O tempo é, concomitantemente, a bruxa má e a fada madrinha da história. Do mesmo modo que ele desgasta, cansa e envelhece nossos protagonistas, ele lhes dá experiências de vida, maturidade, capacidade de amar sem medo, sem fronteiras, de aproveitar esse amor da maneira mais bela possível, já que não há mais muito tempo. Ele ajuda Florentino a encontrar uma maneira de se aproximar de Fermina sem assustá-la. O que para alguns pode parecer grotesco, como o hálito de velha de Fermina Daza beijando Florentino Ariza, é tido como uma vitória do amor, um amor que ultrapassa até as barreiras do tempo. O livro é também um protesto ao preconceito da sociedade com relação à idade de amar, representado por Ofélia, a filha de Fermina. Para o amor, não existe idade, e um amor maduro pode ser ainda mais bonito, mais romântico. A paciência e a espera de Florentino nos ensinam que a vida não precisa ser vivida com pressa e que devemos sim esperar os bons frutos do futuro, mas sem querer acelerar o tempo, porque nossos anseios vão se acabar no momento certo.
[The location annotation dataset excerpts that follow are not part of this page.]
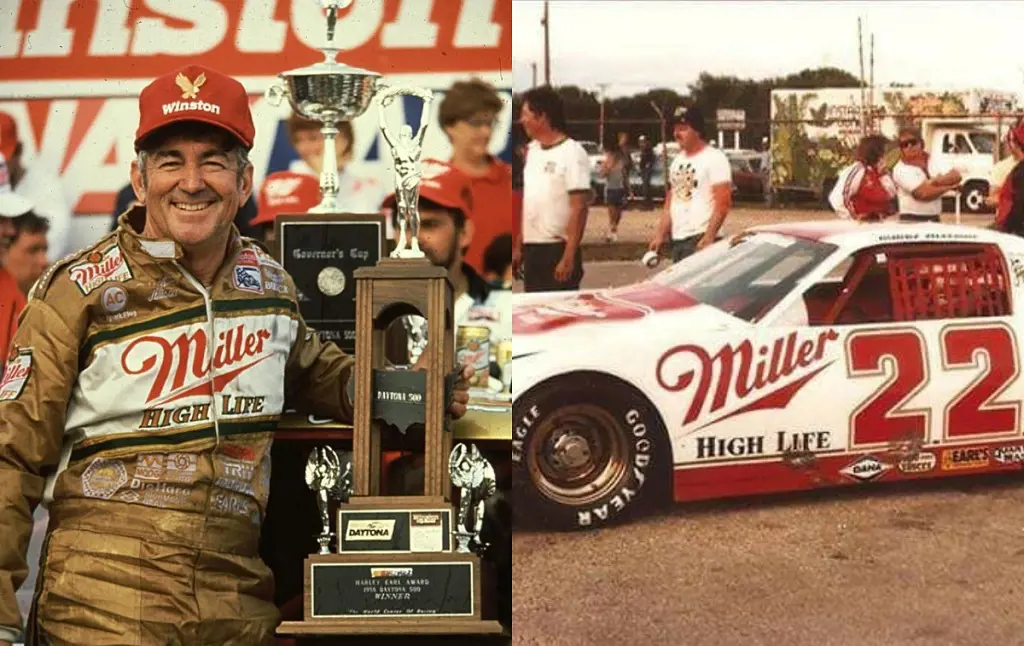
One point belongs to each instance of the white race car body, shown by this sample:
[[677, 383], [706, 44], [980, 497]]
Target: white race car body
[[801, 392]]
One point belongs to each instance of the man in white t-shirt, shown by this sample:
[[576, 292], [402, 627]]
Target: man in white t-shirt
[[556, 194], [920, 182], [700, 189]]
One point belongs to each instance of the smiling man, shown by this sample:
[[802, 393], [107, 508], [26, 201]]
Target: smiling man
[[141, 391]]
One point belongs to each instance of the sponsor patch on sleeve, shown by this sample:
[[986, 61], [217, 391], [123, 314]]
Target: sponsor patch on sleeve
[[15, 375]]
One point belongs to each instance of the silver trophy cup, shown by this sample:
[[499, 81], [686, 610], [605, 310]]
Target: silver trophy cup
[[329, 92]]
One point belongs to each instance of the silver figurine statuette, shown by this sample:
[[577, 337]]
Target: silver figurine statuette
[[325, 476], [476, 481], [329, 92]]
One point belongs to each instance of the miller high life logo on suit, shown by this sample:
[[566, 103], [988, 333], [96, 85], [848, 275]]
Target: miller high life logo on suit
[[99, 267], [15, 375]]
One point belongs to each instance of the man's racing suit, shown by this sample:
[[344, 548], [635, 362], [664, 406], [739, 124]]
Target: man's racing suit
[[143, 404]]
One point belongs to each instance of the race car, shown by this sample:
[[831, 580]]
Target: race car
[[787, 357]]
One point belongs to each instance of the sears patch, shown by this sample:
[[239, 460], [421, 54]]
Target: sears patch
[[98, 268], [15, 375], [247, 275]]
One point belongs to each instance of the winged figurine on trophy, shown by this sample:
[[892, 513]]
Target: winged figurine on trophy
[[325, 476], [476, 481], [407, 149]]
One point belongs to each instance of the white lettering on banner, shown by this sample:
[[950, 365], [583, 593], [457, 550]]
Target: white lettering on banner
[[208, 20], [475, 28], [355, 26], [51, 36], [258, 32], [111, 37], [413, 27]]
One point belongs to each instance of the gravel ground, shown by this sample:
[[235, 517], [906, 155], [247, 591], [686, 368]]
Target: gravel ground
[[933, 563]]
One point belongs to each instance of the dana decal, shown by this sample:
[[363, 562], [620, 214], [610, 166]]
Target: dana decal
[[247, 274], [741, 372], [15, 375], [99, 268]]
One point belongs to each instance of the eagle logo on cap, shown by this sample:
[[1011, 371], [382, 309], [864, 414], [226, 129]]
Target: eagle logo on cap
[[189, 88]]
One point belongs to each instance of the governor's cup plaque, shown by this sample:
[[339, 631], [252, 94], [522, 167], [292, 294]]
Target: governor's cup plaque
[[391, 564]]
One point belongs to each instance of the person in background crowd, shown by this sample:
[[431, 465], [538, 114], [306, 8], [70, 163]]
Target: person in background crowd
[[468, 115], [12, 300], [498, 262], [615, 170], [355, 195], [556, 196], [646, 170], [284, 192], [26, 258], [445, 229], [126, 200], [999, 173], [920, 184], [40, 186], [700, 189], [1010, 214], [863, 190]]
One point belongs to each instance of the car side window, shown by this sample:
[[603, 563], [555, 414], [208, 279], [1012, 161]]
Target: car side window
[[912, 283]]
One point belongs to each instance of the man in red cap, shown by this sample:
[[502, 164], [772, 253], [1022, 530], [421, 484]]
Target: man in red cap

Apesar do romance, "O amor nos tempos de cólera" não é uma narrativa melosa, nem melodramática como as do romantismo. É, pelo contrário, bastante realista para uma história de amor. Os sentimentos de Fermina, por exemplo, nunca são completamente retratados, para trazer à personagem o mistério que lhe é próprio. E, ao fim do livro, não sabemos se por um momento ela amou Florentino, nem o médico com o qual se causou. Existem suposições de outros personagens sobre seus sentimentos, mas eles nunca são apresentados claramente. O amor demonstrado por Fermina é sempre apático e ela não é, definitivamente, a mocinha sensível e apaixonada da história. Parte do realismo da trama também é percebido em momentos como as viagens de barco. No ínicio do livro, Florentino faz uma viagem de barco e, nas margens do rio por onde eles navegavam, encontra-se muita natureza, crocodilos, corpos de pessoas mortas pelo cólera ao longe. Ao fim, outra viagem é feita e as florestas estão devastadas, os crocodilos morreram e, graças à cura do cólera que vinha se consolidando aos poucos, não havia mais tantas pessoas mortas pela doença.
O livro é, sem dúvida, uma obra-prima fantástica, que prende o leitor até o fim.

Video-curiosidades:
Em 2009, o livro virou um filme dirigido por Mike Newell, que, por causa da riqueza do livro, não consegue transmitir tudo que podemos inferir da leitura, mas, ainda assim, é muito interessante.